Reincontrare Sandra

Con Edit e le educatrici, abbiamo mandato un invito a tutte le ragazze, diplomate tra il 2005 e il 2022, per incontrarle a pranzo sabato 25 marzo, a Cochabamba. Quando ho dato una scorsa all’elenco delle ex-alunne che avevano aderito all’iniziativa, mi sono resa conto che Sandra non era presente.

Così ho chiesto ad Edit: “E Sandra?”

“Non siamo riuscite a ritracciarla” mi ha risposto rammaricata “e nessuna delle sue ex compagne ha il suo numero o sa dove abita”

Sandra arrivò da noi nel 2008, all’inizio dell’anno scolastico che in Bolivia coincide con l’anno solare. Appariva sparuta e spaventata e con sé aveva solo poche cose. Nei primi tempi si temeva che avesse dei disturbi cognitivi, in quanto all’inizio dell’anno di preparazione all’accesso alle superiori, in cui avrebbe dovuto recuperare tutte le sue lacune, dimostrò parecchie difficoltà.

Ma con il passare dei giorni ci siamo rese conto che consumando pasti regolari in Casa Estudiantil, non solo stava acquistando un po’ di peso e perdendo quell’aria smunta che tanto ci aveva colpite all’atto dell’iscrizione, ma aveva anche iniziato a risvegliarsi mentalmente dal torpore. Era arrivata denutrita e non poteva avere le energie per studiare.

A settembre di quell’anno, erano venuti in visita gli amici storici del progetto Giovanna, Rosa, Giorgio e Luigina. E,  http://www.colomitalia.org/wp-content/uploads/2023/05/Sandra2.jpg come sempre accade in questi casi, la Casa Estudiantil aveva preparato a questi nostri amici una festicciola di accoglienza con canti, balli e recite tipici della Bolivia. Con grande sensibilità, le nostre Educatrici hanno chiesto a Sandra di recitare una brevissima poesia di non più di quattro versi.

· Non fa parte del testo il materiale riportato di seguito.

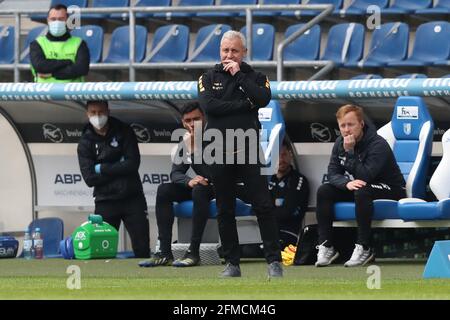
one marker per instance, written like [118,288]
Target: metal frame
[132,66]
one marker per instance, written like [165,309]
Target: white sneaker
[360,257]
[326,255]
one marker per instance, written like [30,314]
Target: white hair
[232,34]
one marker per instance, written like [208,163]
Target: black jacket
[60,69]
[372,161]
[232,102]
[293,191]
[118,154]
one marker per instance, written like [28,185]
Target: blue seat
[41,17]
[170,44]
[366,76]
[431,46]
[275,13]
[417,209]
[441,7]
[107,4]
[389,43]
[412,76]
[6,44]
[31,36]
[359,7]
[228,14]
[262,42]
[207,42]
[93,36]
[119,50]
[151,3]
[52,231]
[336,50]
[305,47]
[410,135]
[336,3]
[185,3]
[407,6]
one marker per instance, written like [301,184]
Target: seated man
[365,155]
[183,188]
[290,192]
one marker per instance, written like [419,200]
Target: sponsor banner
[187,90]
[59,180]
[71,132]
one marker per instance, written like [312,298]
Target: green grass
[123,279]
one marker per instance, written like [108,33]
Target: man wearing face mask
[109,160]
[57,56]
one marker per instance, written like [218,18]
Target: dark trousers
[133,212]
[224,178]
[328,195]
[166,195]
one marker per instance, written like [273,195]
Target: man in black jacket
[109,160]
[182,188]
[365,155]
[231,94]
[57,56]
[290,194]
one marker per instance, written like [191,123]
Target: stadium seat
[207,43]
[228,14]
[119,50]
[412,76]
[431,46]
[31,36]
[336,3]
[389,43]
[93,36]
[52,231]
[345,43]
[440,7]
[107,4]
[410,135]
[305,47]
[6,44]
[170,44]
[185,3]
[418,209]
[151,3]
[366,77]
[406,6]
[359,7]
[42,17]
[262,42]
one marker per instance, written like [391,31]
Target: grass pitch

L’emozione di quella ragazzina e il suo sguardo di orgoglio quando, con grande fatica, è riuscita ad arrivare in fondo all’impresa, sono per me indimenticabili.

Superato l’anno di preparazione alle superiori, Sandra è tornata per cominciare la scuola superiore nel 2009. Nella terza pagina del depliant illustrativo del nostro progetto vi è proprio una foto di un gruppo che stava ritornando alla Casa dopo le vacanze, e lei appare allegra, sicura, quasi trionfante: è la chica in pollera azzurra e camicia bianca.

 

Sandra si è diplomata regolarmente nel 2012, ma non ha proseguito gli studi all’università: anzi si è cercata un lavoro perchè voleva sostenere le spese di sua sorella Cesaria, anche lei ospite della nostra Casa, che si è diplomata nel 2016.

Tornando al discorso iniziale, Sandra non era reperibile in alcun modo e mi dispiaceva molto l’idea di non rivederla: era una delle nostre chicas che più ricordavo, fra le tante che ho conosciuto e la cui storia mi è rimasta nel cuore assieme ad altre.

Due giorni dopo aver controllato la lista delle chicas che avevano accettato l’invito alla festa, Edit, la Direttrice della Casa Estudiantil, si trova a viaggiare su un “trufi” (minibus che fa servizio di trasporto pubblico)e chi incontra appena salita? Sandra e sua sorella Cesaria. Immaginate la grande sorpresa di Edit che subito si trasforma in abbracci e nell’invito, lì su due piedi: venite all’incontro di sabato prossimo?

Sabato 25 marzo ho rivisto le diplomate dal 2005 al 2022. Grandi emozioni si sono susseguite nel rivederci con le ragazze e nel riabbracciarle. E’ stata qualcosa di grande questa festa e l’intento era anche quello di capire quale strada avesse preso ognuna di loro nella vita: se avessero famiglia e un lavoro.

Prima del gran ballare che si è fatto con musica boliviana ad alto volume, ho riabbracciato anche Sandra e ho potuto parlare un po’ con lei, poi le ragazze si sono scatenate e noi due siamo riuscite solo a scambiarci qualche sorriso e qualche parola urlata.

Sandra ora ha un negozio di confezioni che permette una vita dignitosa a lei e ai suoi due bimbi, mentre sua sorella Cesaria sta studiando diritto all’Università S.Simon di Cochabamba.

Ecco, quella di Sandra è una delle tante piccole grandi storie che hanno segnato nel tempo il nostro cuore e riempito la nostra memoria.